Divorce Guide

Divorce Guide


Tennessee Divorce Rights


A person filing a petition for divorce in the state of Tennessee is called as Plaintiff. Person who does not file the petition but infact has to defend himself/herself and has to report to the court is known as Defendant. Tennessee divorce rights require a plaintiff to be a resident of the state. If however the cause of divorce did not occur in the state, it is mandatory for either of the parties to be a resident of the state for six consecutive months preceding the divorce petition.

In Tennessee, a plaintiff is supposed to file the case in the circuit court or the chancery where either of the parties resides. According to Tennessee divorce rights, the chancery or the circuit court of the county can grant a decree of divorce if the court considers that the two parties have been living separately for a period of more than two years.

Grounds for filing a divorce case in Tennessee

Tennessee divorce rights recognize some other legal grounds of divorce which could be sought by a plaintiff. These legal grounds of seeking divorce are: impotency, irreconcilable differences occurring between the two parties, spouses living separately for a continuous period of two years when there is no minor child, adultery, bigamy, conviction of felony, pregnancy of a woman by another person, without husband knowing it, extreme cruelty and inhuman treatment, willful desertion of the partner for one year and habitual drunkenness.

Property distribution in Tennessee

The principle of equitable distribution of property is defined by Tennessee divorce rights as a principle which would require the court to divide the property acquired by the couple during the marriage in a just and fair manner.
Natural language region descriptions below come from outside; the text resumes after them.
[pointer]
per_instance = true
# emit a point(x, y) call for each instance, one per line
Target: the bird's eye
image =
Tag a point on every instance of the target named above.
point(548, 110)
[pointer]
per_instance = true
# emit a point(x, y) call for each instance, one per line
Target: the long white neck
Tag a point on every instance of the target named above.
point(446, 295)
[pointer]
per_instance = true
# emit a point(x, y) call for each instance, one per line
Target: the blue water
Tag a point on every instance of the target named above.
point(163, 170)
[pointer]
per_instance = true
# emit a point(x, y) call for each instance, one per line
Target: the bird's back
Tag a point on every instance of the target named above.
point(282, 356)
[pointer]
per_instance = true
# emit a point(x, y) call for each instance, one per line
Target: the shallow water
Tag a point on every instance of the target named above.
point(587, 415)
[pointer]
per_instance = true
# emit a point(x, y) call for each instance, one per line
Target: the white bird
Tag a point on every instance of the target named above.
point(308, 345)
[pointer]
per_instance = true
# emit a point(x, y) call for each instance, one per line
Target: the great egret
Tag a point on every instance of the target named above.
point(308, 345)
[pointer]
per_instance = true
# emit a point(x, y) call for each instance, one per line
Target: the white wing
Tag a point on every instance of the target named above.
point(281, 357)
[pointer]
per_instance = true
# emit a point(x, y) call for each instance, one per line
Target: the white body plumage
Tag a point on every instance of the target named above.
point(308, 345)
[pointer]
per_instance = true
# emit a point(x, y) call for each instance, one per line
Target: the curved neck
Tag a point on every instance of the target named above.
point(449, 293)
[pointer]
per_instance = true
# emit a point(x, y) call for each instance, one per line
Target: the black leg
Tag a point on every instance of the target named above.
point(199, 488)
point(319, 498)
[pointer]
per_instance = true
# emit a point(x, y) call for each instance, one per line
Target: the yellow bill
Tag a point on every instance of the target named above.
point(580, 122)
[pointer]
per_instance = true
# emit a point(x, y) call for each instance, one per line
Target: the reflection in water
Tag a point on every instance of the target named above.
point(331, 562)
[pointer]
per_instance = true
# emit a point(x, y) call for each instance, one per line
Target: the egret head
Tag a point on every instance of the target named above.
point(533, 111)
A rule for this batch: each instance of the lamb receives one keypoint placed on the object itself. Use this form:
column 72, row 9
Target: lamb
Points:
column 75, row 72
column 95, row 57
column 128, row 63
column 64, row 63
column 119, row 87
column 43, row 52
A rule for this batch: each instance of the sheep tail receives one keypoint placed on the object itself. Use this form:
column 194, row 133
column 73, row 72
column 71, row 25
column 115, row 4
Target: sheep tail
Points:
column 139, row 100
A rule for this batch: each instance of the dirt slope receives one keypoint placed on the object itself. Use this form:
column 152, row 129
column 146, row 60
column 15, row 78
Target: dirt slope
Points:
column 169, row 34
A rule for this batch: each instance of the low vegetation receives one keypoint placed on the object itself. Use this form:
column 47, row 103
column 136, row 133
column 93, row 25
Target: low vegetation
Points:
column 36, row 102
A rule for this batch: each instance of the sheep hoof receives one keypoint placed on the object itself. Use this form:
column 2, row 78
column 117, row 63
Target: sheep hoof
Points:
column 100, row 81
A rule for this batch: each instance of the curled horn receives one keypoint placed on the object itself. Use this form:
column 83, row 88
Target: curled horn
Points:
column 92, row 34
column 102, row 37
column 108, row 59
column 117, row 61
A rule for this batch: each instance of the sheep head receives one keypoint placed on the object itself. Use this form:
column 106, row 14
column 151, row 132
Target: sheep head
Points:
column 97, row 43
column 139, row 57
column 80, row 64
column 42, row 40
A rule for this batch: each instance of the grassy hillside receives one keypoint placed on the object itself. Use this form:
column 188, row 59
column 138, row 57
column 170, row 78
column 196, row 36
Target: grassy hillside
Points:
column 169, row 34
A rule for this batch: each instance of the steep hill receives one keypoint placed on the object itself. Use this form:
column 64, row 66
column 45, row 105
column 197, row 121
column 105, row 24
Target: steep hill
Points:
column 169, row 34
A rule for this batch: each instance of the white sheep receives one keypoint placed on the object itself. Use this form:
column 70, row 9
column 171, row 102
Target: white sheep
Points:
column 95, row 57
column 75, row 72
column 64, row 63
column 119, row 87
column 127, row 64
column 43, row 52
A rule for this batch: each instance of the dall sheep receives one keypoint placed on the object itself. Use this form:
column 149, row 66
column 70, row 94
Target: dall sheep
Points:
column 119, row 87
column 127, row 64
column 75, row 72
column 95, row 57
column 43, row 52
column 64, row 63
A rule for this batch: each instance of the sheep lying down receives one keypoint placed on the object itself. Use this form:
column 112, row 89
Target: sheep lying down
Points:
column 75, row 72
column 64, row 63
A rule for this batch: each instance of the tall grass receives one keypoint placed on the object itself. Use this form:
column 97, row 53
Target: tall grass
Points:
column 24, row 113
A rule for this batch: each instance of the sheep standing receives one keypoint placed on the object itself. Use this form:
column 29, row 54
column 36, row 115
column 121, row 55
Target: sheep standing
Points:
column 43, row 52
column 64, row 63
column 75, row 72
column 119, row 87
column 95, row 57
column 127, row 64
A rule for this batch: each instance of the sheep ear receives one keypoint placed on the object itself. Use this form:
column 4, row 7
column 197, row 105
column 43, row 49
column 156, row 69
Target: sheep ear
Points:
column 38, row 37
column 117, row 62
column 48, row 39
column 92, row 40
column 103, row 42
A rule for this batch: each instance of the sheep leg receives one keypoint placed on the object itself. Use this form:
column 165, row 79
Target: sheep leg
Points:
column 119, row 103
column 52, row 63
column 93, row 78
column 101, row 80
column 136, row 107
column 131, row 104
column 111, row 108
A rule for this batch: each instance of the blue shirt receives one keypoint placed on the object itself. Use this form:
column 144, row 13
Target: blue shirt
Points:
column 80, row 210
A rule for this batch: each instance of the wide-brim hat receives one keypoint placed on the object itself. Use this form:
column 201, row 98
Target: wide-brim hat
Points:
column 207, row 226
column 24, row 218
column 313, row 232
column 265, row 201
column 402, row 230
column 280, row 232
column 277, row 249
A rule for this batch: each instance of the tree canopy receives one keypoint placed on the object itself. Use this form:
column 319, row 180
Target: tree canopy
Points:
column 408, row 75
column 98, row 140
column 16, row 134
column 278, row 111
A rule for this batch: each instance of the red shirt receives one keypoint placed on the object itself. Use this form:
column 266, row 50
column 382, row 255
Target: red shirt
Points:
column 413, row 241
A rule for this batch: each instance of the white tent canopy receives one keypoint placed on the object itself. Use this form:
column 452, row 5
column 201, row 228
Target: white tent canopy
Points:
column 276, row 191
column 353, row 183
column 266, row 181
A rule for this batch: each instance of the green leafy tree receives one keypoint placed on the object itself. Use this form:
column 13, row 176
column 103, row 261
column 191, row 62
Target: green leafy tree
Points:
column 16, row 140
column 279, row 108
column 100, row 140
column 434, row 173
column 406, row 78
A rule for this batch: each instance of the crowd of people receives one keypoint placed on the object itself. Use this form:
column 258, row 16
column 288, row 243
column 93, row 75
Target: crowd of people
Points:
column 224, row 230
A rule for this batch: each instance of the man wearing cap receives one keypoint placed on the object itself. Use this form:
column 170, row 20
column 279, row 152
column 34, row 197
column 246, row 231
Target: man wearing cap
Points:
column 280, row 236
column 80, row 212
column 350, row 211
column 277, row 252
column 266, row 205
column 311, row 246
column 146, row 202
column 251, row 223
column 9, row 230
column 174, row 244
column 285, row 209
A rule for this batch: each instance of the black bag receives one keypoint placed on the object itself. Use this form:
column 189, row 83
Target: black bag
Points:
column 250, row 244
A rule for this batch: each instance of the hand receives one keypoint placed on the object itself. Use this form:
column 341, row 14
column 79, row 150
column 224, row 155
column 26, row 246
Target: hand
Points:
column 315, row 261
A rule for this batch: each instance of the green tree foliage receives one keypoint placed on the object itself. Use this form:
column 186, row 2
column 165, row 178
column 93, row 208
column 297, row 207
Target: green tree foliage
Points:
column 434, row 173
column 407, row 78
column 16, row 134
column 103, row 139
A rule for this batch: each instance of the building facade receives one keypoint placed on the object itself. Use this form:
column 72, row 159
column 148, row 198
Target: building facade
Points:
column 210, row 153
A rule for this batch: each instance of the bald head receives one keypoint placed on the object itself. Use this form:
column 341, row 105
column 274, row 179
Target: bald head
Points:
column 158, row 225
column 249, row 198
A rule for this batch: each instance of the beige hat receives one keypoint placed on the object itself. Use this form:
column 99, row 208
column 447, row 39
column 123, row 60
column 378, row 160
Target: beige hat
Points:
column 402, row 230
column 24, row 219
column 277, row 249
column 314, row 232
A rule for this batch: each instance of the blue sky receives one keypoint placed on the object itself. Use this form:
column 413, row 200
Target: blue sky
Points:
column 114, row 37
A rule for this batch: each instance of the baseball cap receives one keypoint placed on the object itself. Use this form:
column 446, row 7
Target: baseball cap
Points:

The property should be divided in an equitable manner and should not be divided equally between the two parties. In order to divide the property between the two parties, the court can take into account a number of factors so as to satisfy itself that the distribution being done by the court will prove to be just and fair. Some of the factors considered by the court are: length of marriage, spouse’s contribution to the acquisition of property during marriage, future employment and vocational skills of the spouse, contributions in the family responsibilities, age, health and physical and mental health of two parties, tax consequences and economic conditions of the two parties.

Tennessee alimony and child custody

Tennessee divorce rights have special provisions regarding alimony award and spousal support if the court considers that the alimony award would be necessary for a party after the divorce. If the court considers that one party will find it extremely difficult to earn bread for itself, it can arrange for a stipulated amount for a specified period of time, so as to help the party. The spousal support however is awarded only in exceptional cases and all divorce cases do not have a provision of spousal support or alimony award. Factors which play an important role while deciding on the issue of alimony support are: length of the marriage, relative earning capacities of each party, contribution of each party, tax consequences, separate assets of the parties concerned.

Distribution of property also effects the decision as to who will get the custody of the child after the divorce. The person whom the court considers being suitable and who will supposedly take care of the financial and educational need of the child will have greater chances of getting the custody of the child.